Buna karşın,1982’deki büyük gerilemeye petrol fiyatlarının düşmesi de eklenince büyük bir yarar elde edildi ve Carter döneminde başlamış olan aşırı enflasyon durduruldu.1983 sonlarında ekonominin belirli kesimlerinde koşullar düzeldi; 1984 başlarında ekonomi yeniden canlandı ve Amerika Birleşik Devletleri İkinci Dünya Savaşı’ndan beri yaşanmış olan en uzun süreli ekonomik büyüme dönemlerinden birine girdi. Japonya, Birleşik Devletlar’e yönelik otomobil ihracatına gönüllü olarak kota koymayı kabul etti. Federal vergi kesintileri sonucu tüketici harcamaları çoğaldı. İyimser bir satın alma dalgası yakalayan menkul kıymetler borsasında fiyatlar yükseldi. GNP yılda yüzde 4,2 oranında yükselmeye başladı. 1983-1987 yılları arasında yüzde 3-5 oranında gerçekleşen enflasyon 1986’da uzun yıllardır ilk kez yüzde 2’nin biraz altına düştü. Ülkede gayrı safi milli hasıla 1980’lerde büyük ölçüde arttı; 1982-1987 yılları arasında A.B.D. ekonomisinde 13 milyondan fazla kişiye yeni iş yaratıldı.

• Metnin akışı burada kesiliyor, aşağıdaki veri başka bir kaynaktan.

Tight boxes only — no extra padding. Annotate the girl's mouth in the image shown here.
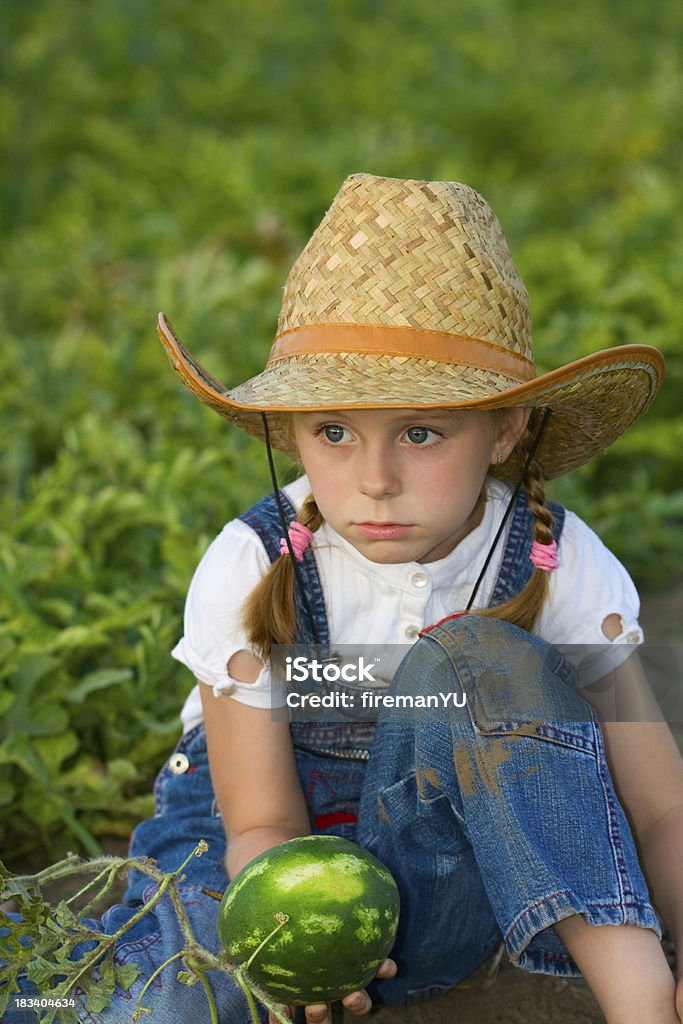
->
[355,522,411,541]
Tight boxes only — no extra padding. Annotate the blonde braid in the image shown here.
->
[477,414,553,633]
[242,495,324,659]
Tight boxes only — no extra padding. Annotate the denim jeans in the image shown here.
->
[7,615,659,1024]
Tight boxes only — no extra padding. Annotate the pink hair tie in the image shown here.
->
[528,541,560,572]
[280,520,313,562]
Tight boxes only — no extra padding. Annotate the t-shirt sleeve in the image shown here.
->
[171,519,285,708]
[540,512,643,686]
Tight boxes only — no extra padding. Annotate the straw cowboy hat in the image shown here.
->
[159,174,664,479]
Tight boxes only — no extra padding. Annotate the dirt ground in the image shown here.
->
[366,583,683,1024]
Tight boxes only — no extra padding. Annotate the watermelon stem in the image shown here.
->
[232,967,260,1024]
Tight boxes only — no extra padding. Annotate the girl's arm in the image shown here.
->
[585,653,683,956]
[200,651,310,878]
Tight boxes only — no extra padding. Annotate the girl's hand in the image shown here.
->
[268,959,396,1024]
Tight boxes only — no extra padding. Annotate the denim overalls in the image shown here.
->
[7,493,659,1024]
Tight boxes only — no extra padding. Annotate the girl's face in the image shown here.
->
[293,409,528,564]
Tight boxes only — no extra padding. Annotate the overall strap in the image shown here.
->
[239,490,330,644]
[240,490,375,761]
[488,490,565,607]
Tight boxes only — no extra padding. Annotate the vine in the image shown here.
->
[0,840,291,1024]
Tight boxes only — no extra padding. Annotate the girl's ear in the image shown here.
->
[494,407,531,462]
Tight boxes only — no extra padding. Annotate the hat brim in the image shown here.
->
[158,313,665,479]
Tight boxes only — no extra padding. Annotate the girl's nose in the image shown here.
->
[359,445,400,501]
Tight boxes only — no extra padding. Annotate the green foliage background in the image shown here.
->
[0,0,683,866]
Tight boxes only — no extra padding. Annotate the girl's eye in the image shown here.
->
[405,427,440,446]
[321,423,350,444]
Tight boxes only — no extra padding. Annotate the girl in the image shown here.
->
[17,174,683,1024]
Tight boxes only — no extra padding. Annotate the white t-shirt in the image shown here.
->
[172,476,643,732]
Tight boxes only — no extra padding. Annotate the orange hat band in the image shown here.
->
[268,324,536,383]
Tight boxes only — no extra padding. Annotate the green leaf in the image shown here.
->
[66,669,133,703]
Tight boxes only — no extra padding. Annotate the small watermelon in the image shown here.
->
[217,836,398,1006]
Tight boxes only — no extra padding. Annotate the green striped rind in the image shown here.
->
[218,836,398,1005]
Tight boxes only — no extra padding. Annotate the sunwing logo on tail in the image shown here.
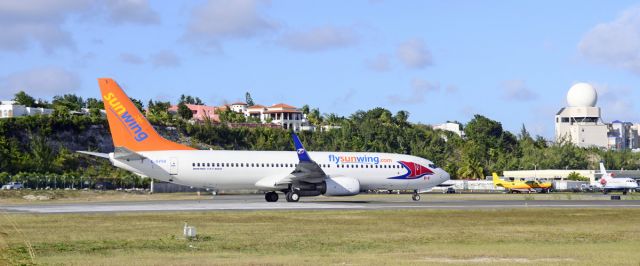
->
[102,92,149,142]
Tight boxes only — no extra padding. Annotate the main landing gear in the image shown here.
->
[264,191,278,202]
[411,191,420,201]
[286,190,300,202]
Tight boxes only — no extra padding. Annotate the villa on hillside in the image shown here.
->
[169,102,313,131]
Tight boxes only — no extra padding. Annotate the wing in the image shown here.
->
[76,151,109,159]
[113,147,147,161]
[255,133,327,189]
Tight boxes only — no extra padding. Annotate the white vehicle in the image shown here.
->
[596,162,638,195]
[81,78,449,202]
[2,182,24,190]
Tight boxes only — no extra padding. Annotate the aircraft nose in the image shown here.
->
[440,169,451,181]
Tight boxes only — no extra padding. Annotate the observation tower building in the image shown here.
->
[555,83,609,148]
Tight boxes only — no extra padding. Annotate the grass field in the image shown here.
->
[5,190,640,205]
[0,209,640,265]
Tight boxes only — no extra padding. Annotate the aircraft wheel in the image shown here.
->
[411,194,420,201]
[287,191,300,202]
[264,191,278,202]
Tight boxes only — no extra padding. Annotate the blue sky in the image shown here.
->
[0,0,640,138]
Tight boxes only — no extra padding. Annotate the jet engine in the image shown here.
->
[320,176,360,196]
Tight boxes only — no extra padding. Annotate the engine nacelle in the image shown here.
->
[320,176,360,196]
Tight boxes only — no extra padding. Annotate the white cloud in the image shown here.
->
[397,39,433,69]
[387,78,440,104]
[578,7,640,74]
[184,0,277,46]
[331,88,356,108]
[444,85,460,94]
[151,50,180,67]
[120,53,144,65]
[279,26,358,52]
[501,79,538,101]
[0,0,90,53]
[589,82,640,122]
[105,0,160,24]
[0,0,158,53]
[0,66,80,97]
[365,54,390,72]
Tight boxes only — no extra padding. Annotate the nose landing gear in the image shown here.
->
[411,190,420,201]
[287,190,300,202]
[264,191,278,202]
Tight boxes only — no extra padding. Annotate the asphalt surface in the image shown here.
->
[0,195,640,213]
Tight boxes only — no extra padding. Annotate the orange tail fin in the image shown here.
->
[98,78,194,151]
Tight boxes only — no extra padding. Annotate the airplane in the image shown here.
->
[79,78,449,202]
[493,173,553,193]
[596,162,638,195]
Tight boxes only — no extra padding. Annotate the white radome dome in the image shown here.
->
[567,82,598,107]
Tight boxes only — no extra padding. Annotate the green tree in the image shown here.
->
[85,98,104,109]
[13,91,36,107]
[31,135,56,173]
[394,110,409,125]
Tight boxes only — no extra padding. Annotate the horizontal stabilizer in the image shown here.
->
[113,147,147,160]
[76,151,109,159]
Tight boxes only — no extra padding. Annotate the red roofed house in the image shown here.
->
[263,103,305,131]
[169,104,220,122]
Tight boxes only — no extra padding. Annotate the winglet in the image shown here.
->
[493,173,502,186]
[600,161,607,176]
[291,132,311,162]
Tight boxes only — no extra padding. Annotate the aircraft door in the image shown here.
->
[169,157,178,175]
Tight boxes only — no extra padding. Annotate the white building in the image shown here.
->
[555,83,609,148]
[433,122,464,137]
[231,102,247,113]
[0,101,53,118]
[607,120,638,150]
[230,103,308,131]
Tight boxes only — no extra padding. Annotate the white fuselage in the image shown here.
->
[597,177,638,190]
[110,150,449,191]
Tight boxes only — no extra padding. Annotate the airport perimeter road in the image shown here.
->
[0,195,640,213]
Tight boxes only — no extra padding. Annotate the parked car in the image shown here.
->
[1,182,24,190]
[93,182,115,190]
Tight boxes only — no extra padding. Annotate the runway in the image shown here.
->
[0,195,640,213]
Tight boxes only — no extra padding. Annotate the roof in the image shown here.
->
[269,103,296,109]
[264,110,302,114]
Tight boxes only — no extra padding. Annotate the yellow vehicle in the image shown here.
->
[493,173,553,193]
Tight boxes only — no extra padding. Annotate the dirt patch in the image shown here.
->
[422,257,575,264]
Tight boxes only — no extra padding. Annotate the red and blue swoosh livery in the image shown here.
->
[388,161,434,179]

Buna karşın bahis konusu büyüme, korkutucu bir oranda karşılıksız harcamalardan kaynaklanıyordu. Reagan döneminde ulusal borç yaklaşık üç katına çıktı. Ayrıca, ulusal gönençteki yükselişin hemen hemen tümü en yüksek gelir kesiminde oldu. Ekonomideki az ve yarı nitelikli işçilere yönelik istihdam olanakları ortadan kalkınca, yoksul ve orta sınıfa mensup ailelerin konumu kötüleşti ya da toplumun geri kalan kesimlerine ayak uyduramaz duruma düştüler.

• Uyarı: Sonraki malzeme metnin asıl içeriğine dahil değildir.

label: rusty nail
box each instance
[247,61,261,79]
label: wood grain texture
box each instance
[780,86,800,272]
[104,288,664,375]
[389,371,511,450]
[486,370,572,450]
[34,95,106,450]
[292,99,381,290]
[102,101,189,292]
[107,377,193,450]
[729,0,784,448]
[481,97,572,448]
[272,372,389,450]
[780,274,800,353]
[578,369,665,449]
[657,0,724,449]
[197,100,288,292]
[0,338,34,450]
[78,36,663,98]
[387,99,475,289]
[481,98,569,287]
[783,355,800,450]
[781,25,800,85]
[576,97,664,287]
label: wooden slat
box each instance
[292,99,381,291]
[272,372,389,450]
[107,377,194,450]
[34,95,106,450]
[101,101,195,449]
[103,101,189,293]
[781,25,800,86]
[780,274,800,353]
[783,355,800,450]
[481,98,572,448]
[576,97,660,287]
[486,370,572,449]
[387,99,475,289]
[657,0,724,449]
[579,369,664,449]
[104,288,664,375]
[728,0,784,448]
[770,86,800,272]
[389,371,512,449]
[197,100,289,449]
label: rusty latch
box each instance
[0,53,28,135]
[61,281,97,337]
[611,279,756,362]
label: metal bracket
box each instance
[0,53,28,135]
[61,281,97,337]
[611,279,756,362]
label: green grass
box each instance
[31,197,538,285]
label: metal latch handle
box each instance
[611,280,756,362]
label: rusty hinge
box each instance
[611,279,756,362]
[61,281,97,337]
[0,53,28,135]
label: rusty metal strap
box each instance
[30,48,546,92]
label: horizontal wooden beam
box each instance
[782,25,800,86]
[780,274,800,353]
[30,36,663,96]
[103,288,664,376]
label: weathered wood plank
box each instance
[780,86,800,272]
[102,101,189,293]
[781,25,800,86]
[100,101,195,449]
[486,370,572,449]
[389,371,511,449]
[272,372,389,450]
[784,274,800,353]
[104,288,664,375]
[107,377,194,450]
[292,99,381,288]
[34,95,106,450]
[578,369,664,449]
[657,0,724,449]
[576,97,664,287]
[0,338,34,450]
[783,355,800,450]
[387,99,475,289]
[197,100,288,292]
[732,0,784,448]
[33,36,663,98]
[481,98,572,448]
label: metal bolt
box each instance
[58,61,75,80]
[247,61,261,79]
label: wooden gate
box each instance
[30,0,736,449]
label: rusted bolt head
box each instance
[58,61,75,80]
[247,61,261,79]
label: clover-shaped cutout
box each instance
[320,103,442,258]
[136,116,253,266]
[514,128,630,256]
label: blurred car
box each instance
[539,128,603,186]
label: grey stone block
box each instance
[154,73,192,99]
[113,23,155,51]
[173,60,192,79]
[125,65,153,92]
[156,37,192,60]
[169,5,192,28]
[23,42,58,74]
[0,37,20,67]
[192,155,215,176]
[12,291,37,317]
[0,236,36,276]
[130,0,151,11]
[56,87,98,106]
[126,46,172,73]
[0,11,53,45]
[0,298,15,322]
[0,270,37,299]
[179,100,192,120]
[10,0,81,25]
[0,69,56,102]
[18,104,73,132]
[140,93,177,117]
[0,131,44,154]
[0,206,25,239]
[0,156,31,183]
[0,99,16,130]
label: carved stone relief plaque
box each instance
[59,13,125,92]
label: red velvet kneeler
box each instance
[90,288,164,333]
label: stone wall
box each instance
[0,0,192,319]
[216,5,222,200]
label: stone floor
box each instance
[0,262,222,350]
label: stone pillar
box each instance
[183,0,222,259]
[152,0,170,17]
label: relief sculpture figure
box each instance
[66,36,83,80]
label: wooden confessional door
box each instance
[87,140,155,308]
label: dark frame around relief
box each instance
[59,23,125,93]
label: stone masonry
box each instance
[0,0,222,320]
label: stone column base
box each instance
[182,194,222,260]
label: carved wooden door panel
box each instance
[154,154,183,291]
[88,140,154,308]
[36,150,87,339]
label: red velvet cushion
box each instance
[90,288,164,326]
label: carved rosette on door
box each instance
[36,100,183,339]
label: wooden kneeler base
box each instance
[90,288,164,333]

Vergileri düşürme sözünü yerine getirmekte kararlı olan Reagan, ikinci görev döneminde, 75 yıldır görülen en yaygın federal vergi reformunu gerçekleştirdi. Demokratlar kadar Cumhuriyetçilerin de geniş desteğine sahip olan bu önleme uygun olarak gelir vergisi oranları düşürüldü, vergi dilimlerinin saptanması basitleştirildi, yasal boşluklar dolduruldu ve böylelikle düşük gelirli Amerikalıların daha eşit işlem görmeleri yolunda önemli bir adım atıldı. Yine de ciddi sorunlar giderilemedi. Ekonomi düzeldiyse de, sürekli yoksulluk çekenler bundan yararlanamadılar. Çiftçilerin sıkıntıları sürdü ve 1986 ve 1988’de yaşanan ciddi kuraklıklar onların çektiklerini daha da arttırdı.

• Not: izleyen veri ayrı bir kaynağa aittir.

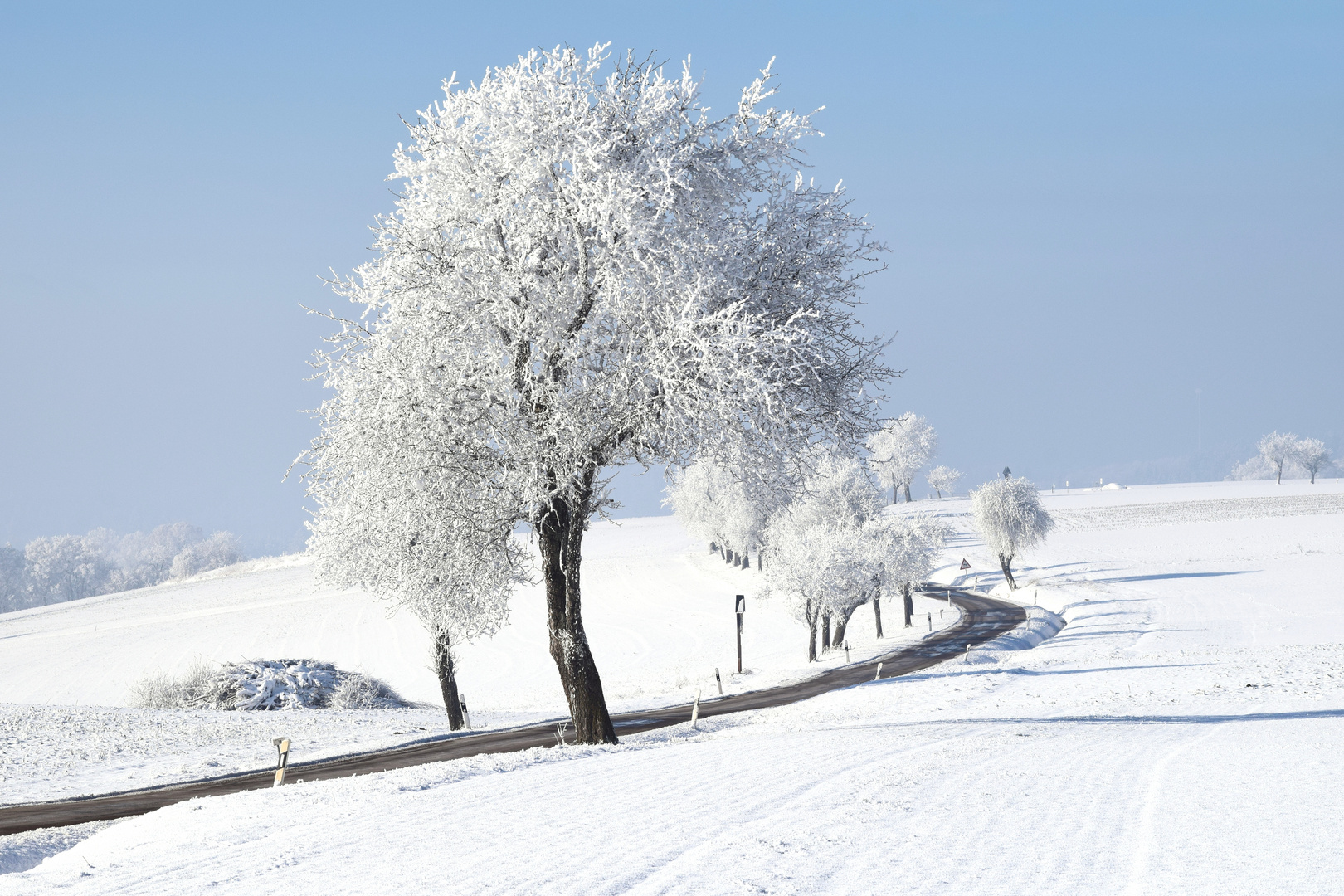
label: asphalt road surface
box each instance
[0,588,1025,835]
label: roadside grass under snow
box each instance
[0,481,1344,894]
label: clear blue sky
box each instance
[0,2,1344,553]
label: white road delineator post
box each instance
[270,738,289,787]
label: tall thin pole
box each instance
[1195,388,1205,454]
[734,594,747,675]
[738,612,742,675]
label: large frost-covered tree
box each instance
[310,46,891,742]
[765,454,946,660]
[971,475,1055,588]
[869,414,938,504]
[1296,438,1333,485]
[1257,430,1297,482]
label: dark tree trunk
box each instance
[804,601,817,662]
[836,603,860,647]
[434,629,462,731]
[536,467,617,744]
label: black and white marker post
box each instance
[270,738,289,787]
[737,594,747,675]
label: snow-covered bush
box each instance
[306,46,893,743]
[971,477,1055,588]
[928,466,961,499]
[869,414,938,504]
[168,532,243,579]
[130,660,411,709]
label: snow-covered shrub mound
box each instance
[132,660,412,709]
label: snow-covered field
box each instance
[0,517,957,803]
[0,480,1344,894]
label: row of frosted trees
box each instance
[0,523,243,612]
[667,453,945,661]
[299,46,1037,743]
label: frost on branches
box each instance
[663,460,793,568]
[971,477,1055,588]
[869,414,938,504]
[1257,430,1297,482]
[928,466,961,501]
[765,455,945,661]
[299,46,891,743]
[298,320,527,731]
[1227,431,1335,485]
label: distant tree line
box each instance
[0,523,243,612]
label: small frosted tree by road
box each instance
[871,514,947,629]
[928,466,961,501]
[971,477,1055,588]
[765,514,855,662]
[304,314,527,731]
[1296,439,1335,485]
[1257,430,1297,482]
[299,46,893,743]
[869,414,938,504]
[663,460,789,567]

Savunma bütçesindeki yükselme, vergi kesintileri ve hükümetin sağlık yardımlarındaki artışlarla birleşince, federal hükümetin her yıl elde ettiği gelirden fazlasını harcaması sonucu doğdu. Bazı uzmanların iddiasına göre, Demokratların istediği gibi halka yönelik daha fazla harcama yapılmasını önlemek için yönetim tarafından yürütülen stratejinin bir parçası olarak bu açıklara da göz yumuluyordu.Buna karşın, Kongre’deki Demokratlar da Cumhuriyetçiler de anılan harcamaların azaltılmasını kabul etmediler. 1980’de 74 milyar dolar olan açık 1986’da 221 milyara yükseldi, 1987’de ise 150 milyara düştü. 1987’de menkul kıymetler borsasında karşılaşılan çöküntü, ekonomideki istikrara yönelik endişeleri arttırdı.